Most companies are pretty good at figuring out their bets. They know the what (products) and the who (markets). That’s the easy part.
But when it comes to the how, the motions, they fall into a familiar trap: trying to be everything to everyone. Direct sales for big enterprises, distribution for mid-market, digital for SMBs… all at once. On paper it looks like coverage. In reality it’s chaos: competing priorities, wasted spend, and customers who don’t know how they’re supposed to buy.
The Missing Link: Motions
Your go-to-market strategy isn’t just about what you sell and who you sell it to. It’s about how you reach and expand in your market. That’s where motions come in.
Some companies go direct, a sales-led approach, heavy on people and relationships. Others go indirect, leaning on distributors, resellers, or strategic partners to scale. Increasingly, companies are turning to digital, inbound campaigns, product-led growth, or self-service models that scale without armies of reps.
None of these motions are wrong. But running all of them simultaneously, without clear intent, is a bit like throwing spaghetti at the wall to see what sticks. It looks busy, but it isn’t strategy.
Land vs. Expand
Motions aren’t just about how you land a customer. They’re also about how you expand.
- A digital motion might land you thousands of free users. Expansion comes when you upsell premium features or cross-sell new modules.
- A partner motion might land you in a new geography. Expansion comes when you layer on direct account management to deepen those relationships.
- A direct motion might land a big enterprise logo. Expansion comes when you cross-sell into other divisions once you’ve built trust.
The sequencing matters. Land with one motion, expand with another. That’s how you build efficiency instead of chaos.
Why Motions Matter
Choosing the wrong motion isn’t just inefficient. It’s destructive.
Channel conflict erupts when partners and direct sales teams step on each other. Overhead balloons when digital and direct duplicate the same effort. Customers get confused when they’re approached with three different buying paths at once.
The fallout shows up fast: higher customer acquisition costs, slower sales velocity, and executive meetings that sound more like political debates than growth plans.
Being Intentional
The fix is simple in theory, harder in practice: be intentional. Map your motions the same way you map your products and markets.
One company we worked with had eight different applications and nearly as many opinions about how to sell them. The board wanted one thing. Management wanted another. Sales, product, and alliances all had their own favorites. Everyone had ideas about which products to land with and which to expand with.
The problem? Nobody had aligned on how those bets would be executed. Should they go digital? Through distribution? Or direct sales? Each option had a different CAC profile, but the targets were muddled and the motions collided.
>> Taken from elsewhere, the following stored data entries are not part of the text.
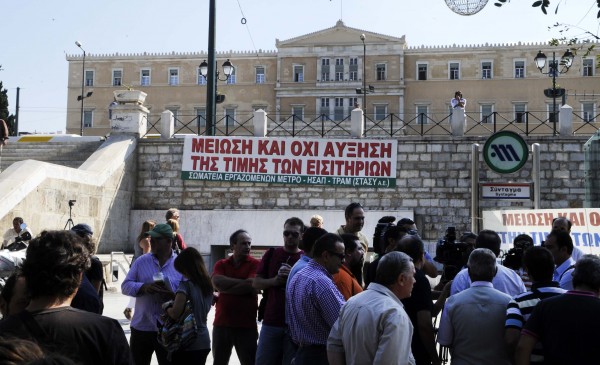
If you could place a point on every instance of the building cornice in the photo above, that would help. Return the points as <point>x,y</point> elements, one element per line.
<point>170,55</point>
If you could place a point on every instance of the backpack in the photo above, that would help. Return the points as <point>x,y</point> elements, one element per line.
<point>177,334</point>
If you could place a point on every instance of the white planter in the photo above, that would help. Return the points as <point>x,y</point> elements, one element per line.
<point>130,96</point>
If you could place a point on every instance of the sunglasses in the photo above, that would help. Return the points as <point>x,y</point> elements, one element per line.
<point>294,234</point>
<point>340,256</point>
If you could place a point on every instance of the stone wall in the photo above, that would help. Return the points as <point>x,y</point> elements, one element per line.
<point>103,187</point>
<point>433,179</point>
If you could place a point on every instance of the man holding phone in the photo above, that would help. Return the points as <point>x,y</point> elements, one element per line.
<point>153,280</point>
<point>274,343</point>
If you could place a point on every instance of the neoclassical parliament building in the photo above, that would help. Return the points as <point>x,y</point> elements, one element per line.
<point>323,73</point>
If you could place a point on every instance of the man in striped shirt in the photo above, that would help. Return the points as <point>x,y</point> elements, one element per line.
<point>539,263</point>
<point>313,302</point>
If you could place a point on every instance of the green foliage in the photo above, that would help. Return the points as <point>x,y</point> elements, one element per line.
<point>543,5</point>
<point>9,118</point>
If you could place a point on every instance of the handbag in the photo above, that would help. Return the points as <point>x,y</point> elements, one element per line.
<point>177,334</point>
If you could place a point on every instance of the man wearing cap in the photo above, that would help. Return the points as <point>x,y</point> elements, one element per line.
<point>153,280</point>
<point>88,295</point>
<point>428,266</point>
<point>355,220</point>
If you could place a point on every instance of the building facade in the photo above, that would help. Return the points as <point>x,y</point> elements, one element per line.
<point>321,76</point>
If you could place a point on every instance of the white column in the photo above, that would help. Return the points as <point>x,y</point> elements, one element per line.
<point>357,123</point>
<point>167,124</point>
<point>565,120</point>
<point>129,118</point>
<point>458,122</point>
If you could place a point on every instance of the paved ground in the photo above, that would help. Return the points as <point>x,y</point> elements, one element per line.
<point>115,303</point>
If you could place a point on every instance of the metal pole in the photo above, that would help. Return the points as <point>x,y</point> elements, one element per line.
<point>82,86</point>
<point>554,72</point>
<point>364,81</point>
<point>475,188</point>
<point>535,151</point>
<point>211,80</point>
<point>16,130</point>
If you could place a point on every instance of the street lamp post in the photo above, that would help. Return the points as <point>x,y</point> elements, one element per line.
<point>362,38</point>
<point>78,44</point>
<point>566,61</point>
<point>212,98</point>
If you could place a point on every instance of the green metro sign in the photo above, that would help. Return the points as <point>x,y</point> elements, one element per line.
<point>505,152</point>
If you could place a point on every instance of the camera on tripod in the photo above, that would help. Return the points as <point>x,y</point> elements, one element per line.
<point>514,257</point>
<point>382,226</point>
<point>454,255</point>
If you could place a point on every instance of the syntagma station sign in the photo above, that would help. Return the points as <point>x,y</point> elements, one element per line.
<point>341,162</point>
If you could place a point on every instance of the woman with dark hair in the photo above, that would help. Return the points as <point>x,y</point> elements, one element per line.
<point>178,244</point>
<point>199,290</point>
<point>14,297</point>
<point>143,243</point>
<point>53,267</point>
<point>143,239</point>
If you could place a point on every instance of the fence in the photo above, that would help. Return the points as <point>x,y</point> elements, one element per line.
<point>390,125</point>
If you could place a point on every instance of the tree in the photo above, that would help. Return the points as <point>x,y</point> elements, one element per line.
<point>575,44</point>
<point>543,5</point>
<point>9,118</point>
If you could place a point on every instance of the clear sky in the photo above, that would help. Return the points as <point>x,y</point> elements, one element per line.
<point>38,34</point>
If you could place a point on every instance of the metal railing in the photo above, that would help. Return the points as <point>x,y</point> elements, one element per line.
<point>389,125</point>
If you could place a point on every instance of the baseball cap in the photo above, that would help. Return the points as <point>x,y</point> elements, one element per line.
<point>82,229</point>
<point>405,221</point>
<point>161,230</point>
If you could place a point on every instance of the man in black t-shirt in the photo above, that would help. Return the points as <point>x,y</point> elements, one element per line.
<point>564,324</point>
<point>52,269</point>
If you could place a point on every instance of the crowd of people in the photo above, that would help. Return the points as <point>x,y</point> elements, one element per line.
<point>321,303</point>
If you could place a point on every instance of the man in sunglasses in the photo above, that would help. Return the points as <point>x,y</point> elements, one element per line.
<point>153,280</point>
<point>355,220</point>
<point>314,302</point>
<point>274,344</point>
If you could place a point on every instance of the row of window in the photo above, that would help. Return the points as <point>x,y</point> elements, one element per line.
<point>173,77</point>
<point>454,72</point>
<point>338,72</point>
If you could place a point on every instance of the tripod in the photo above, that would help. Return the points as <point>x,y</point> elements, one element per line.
<point>70,222</point>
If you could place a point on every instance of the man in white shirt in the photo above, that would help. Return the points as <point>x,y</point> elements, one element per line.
<point>560,244</point>
<point>12,233</point>
<point>373,327</point>
<point>505,280</point>
<point>458,101</point>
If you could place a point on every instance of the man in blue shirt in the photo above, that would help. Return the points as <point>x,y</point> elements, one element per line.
<point>560,244</point>
<point>153,280</point>
<point>313,301</point>
<point>505,280</point>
Over time, the picture became clearer. By looking at how customers actually bought, they discovered a natural sequence: certain products were the logical entry point that opened the door to others. That led to a deliberate land motion that set up a clean expand motion, with cross-sell and upsell happening more predictably.
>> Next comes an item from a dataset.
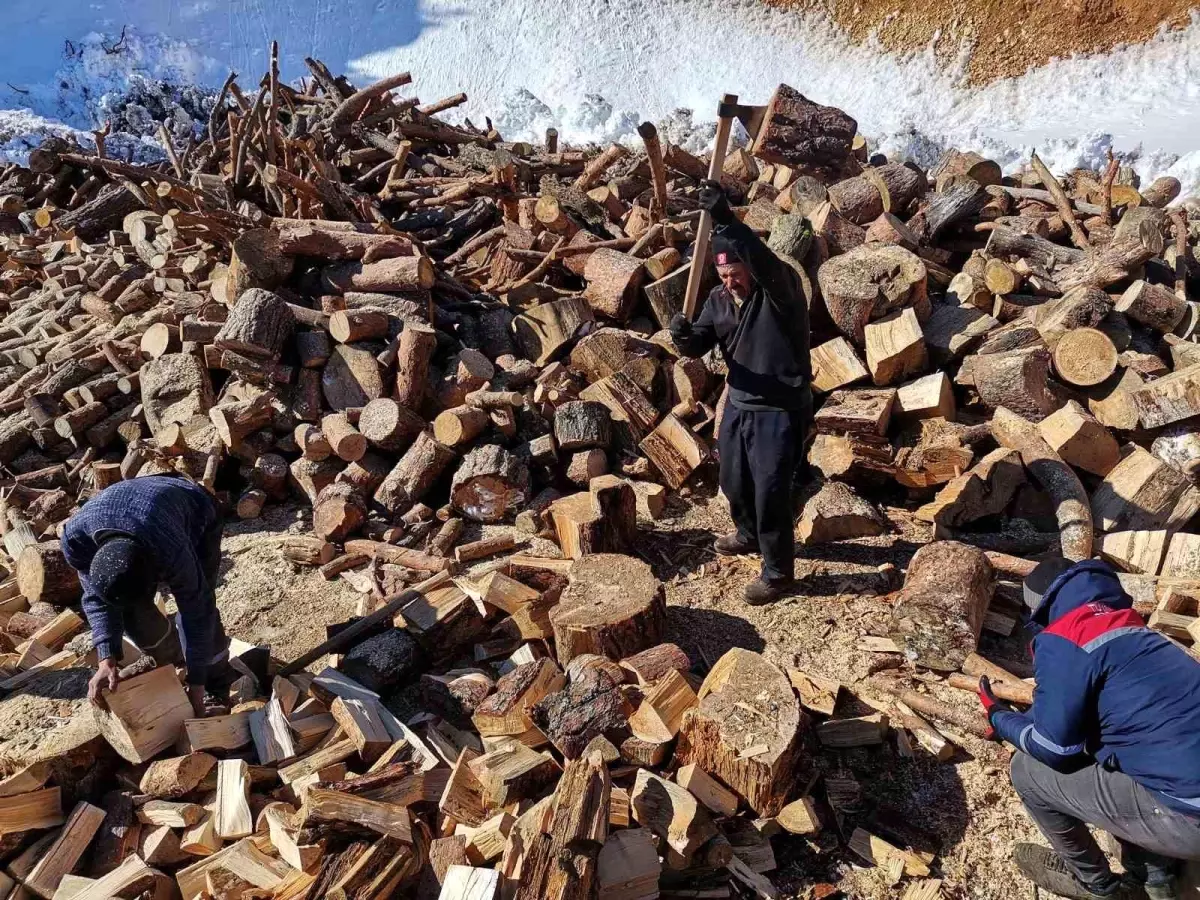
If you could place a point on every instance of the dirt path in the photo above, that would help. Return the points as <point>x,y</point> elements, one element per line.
<point>1006,37</point>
The impact was dramatic: focus sharpened, motions aligned, and efficiency soared. CAC dropped from $1 spent for every $1 booked to just 60 cents on the dollar, a direct payoff from aligning products, markets, and motions.
The Payoff
When companies get this right, the results show up everywhere: faster sales cycles, lower CAC, healthier LTV:CAC ratios, and customers who actually enjoy the buying process.
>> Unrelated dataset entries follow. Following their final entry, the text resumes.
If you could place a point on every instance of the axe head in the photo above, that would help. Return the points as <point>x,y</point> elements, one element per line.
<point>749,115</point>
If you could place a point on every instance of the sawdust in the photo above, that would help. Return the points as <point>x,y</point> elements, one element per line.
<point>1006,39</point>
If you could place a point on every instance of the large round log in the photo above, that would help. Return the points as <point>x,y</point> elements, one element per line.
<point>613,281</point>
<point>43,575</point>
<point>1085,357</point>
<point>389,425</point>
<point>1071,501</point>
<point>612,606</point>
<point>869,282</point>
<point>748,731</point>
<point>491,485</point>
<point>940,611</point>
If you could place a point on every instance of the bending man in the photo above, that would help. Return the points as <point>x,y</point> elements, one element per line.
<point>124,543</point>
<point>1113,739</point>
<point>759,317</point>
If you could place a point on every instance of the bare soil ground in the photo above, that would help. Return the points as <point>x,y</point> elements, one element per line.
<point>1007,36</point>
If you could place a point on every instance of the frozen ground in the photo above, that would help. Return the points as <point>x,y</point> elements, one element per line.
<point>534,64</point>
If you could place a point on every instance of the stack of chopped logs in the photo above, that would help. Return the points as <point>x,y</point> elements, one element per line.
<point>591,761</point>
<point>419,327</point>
When they don’t, you see the opposite: random acts of marketing, bloated sales teams, partner disputes, and a pipeline that never quite delivers.
Final Word
Most CEOs and marketing leaders are smart enough to know their products and their markets. But it’s the motions, the how, that separate the focused from the frantic.
Your GTM motions can either be disciplined and deliberate, or they can be an attempt to be everything to everyone. Only one scales.